2017年10月22日日曜日

009 / 442 証言UWF

10点満点で、7点。

UWFシリーズもこれで一段落かな。1984年のUWFへの前田日明の反論、と書いてあるけれど、時系列的にそうではないらしい。
単に、偶然(なのか狙ったのかは知らないけど)近い時期に出版されて、内容がそう言えるものだったのでそう称しているようだ。

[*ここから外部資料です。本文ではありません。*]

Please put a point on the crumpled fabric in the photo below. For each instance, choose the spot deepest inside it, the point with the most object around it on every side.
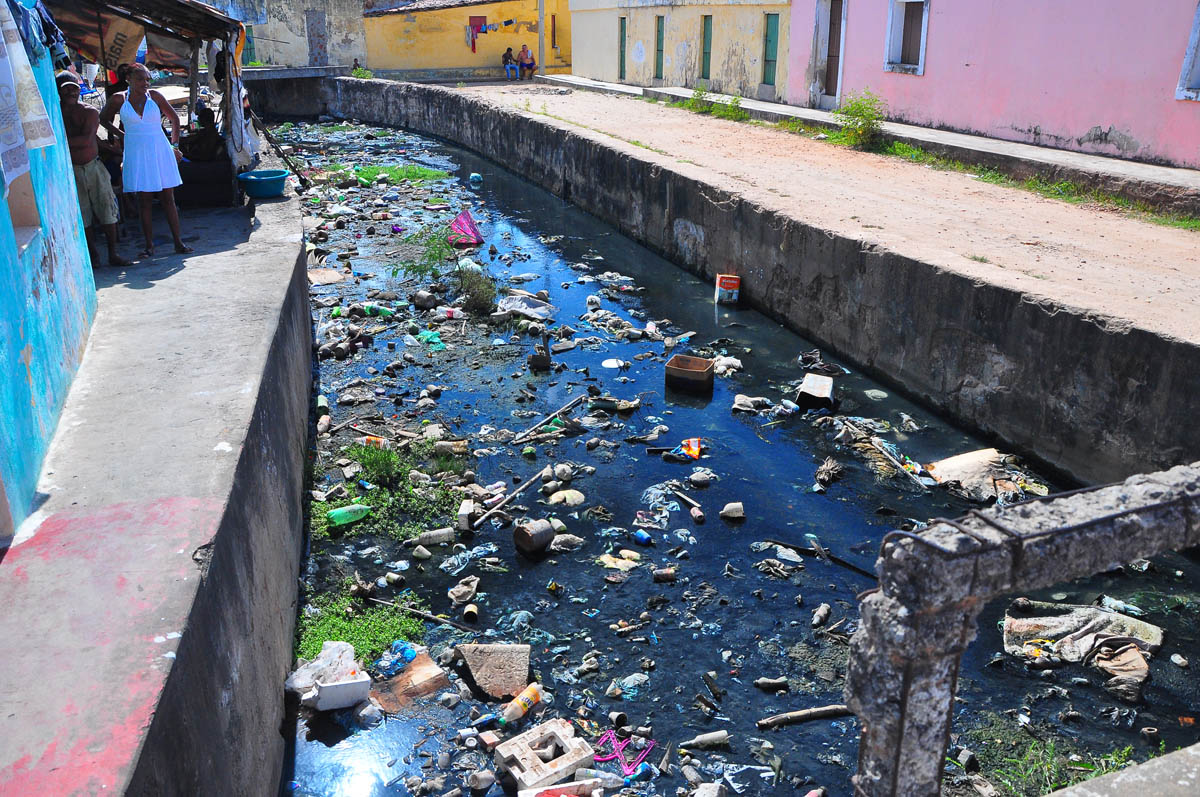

1984年のUWFは、関係者への取材、雑誌や書籍の積み重ねから、当時何があったのかを推測している本。推測というのは、何かを取り上げる時(例えば前田対ゴルドーの真実とか)、両方の当事者から話を聞くことなく、一方の証言とそれを補強する資料の紹介という形を取っているので、客観的な事実と言うにはちょっと弱い。
それが本書になると、それぞれの当事者のインタビューで構成されていて、逆に一つの話題や事件を色んな角度から取り上げる、というわけでもない。あくまで一方の目から見た真実を、多少の編集と誘導はあるだろうが、そのまま書いている。

鈴木みのるのインタビューに登場するこんな言葉が、実態を一番良く表現しているのではないだろうか。

さらに、文章で仕事をしてる人たちがいろんな話を聞いて、それをまとめるからおかしくなっちゃうんです。(それを読んだ選手たちが)思いを裏切られたという気持ちになり、さらに複雑になっていったんじゃないんですか。本来、まとめちゃいけない話。それぞれの人間にそれぞれの葛藤があったわけで。一つの出来事に対して、見る角度が違えば受け取り方はバラバラになる。

ただ、プロレスが死んだ日。と3冊読んで共通していたのは、

・佐山は天才だと誰もが認めている。天才すぎて周りがついてこれなかったとも。
・第一次UWFが苦しかった頃、誰よりも前田が、みんなが飯が食えるように考えて頑張ったことも、みんなが認めている。
・でも、前田はプロレスがうまいとか、ガチが強いといったことを言っている人は、見当たらない。少なくとも読後感には残らなかった。
・第二次UWFでは、上三人(前田、高田、山崎)と下の選手には壁があったが、それでも高田は認められていた。
(でもこれらは、前田から離れていった人たちのコメントばかりが載っているのだから仕方ないと思う)

前田自身は1984年のUWFを読んで激怒したようだが、反論をしっかり本にまとめるとか。それはそれで楽しみ。

とりあえず、リングスで長井が「俺はプロレスラーだ」と宣言したことに前田が激怒して、退団にまで至るトラブルになってしまった理由はわかった気がする。。。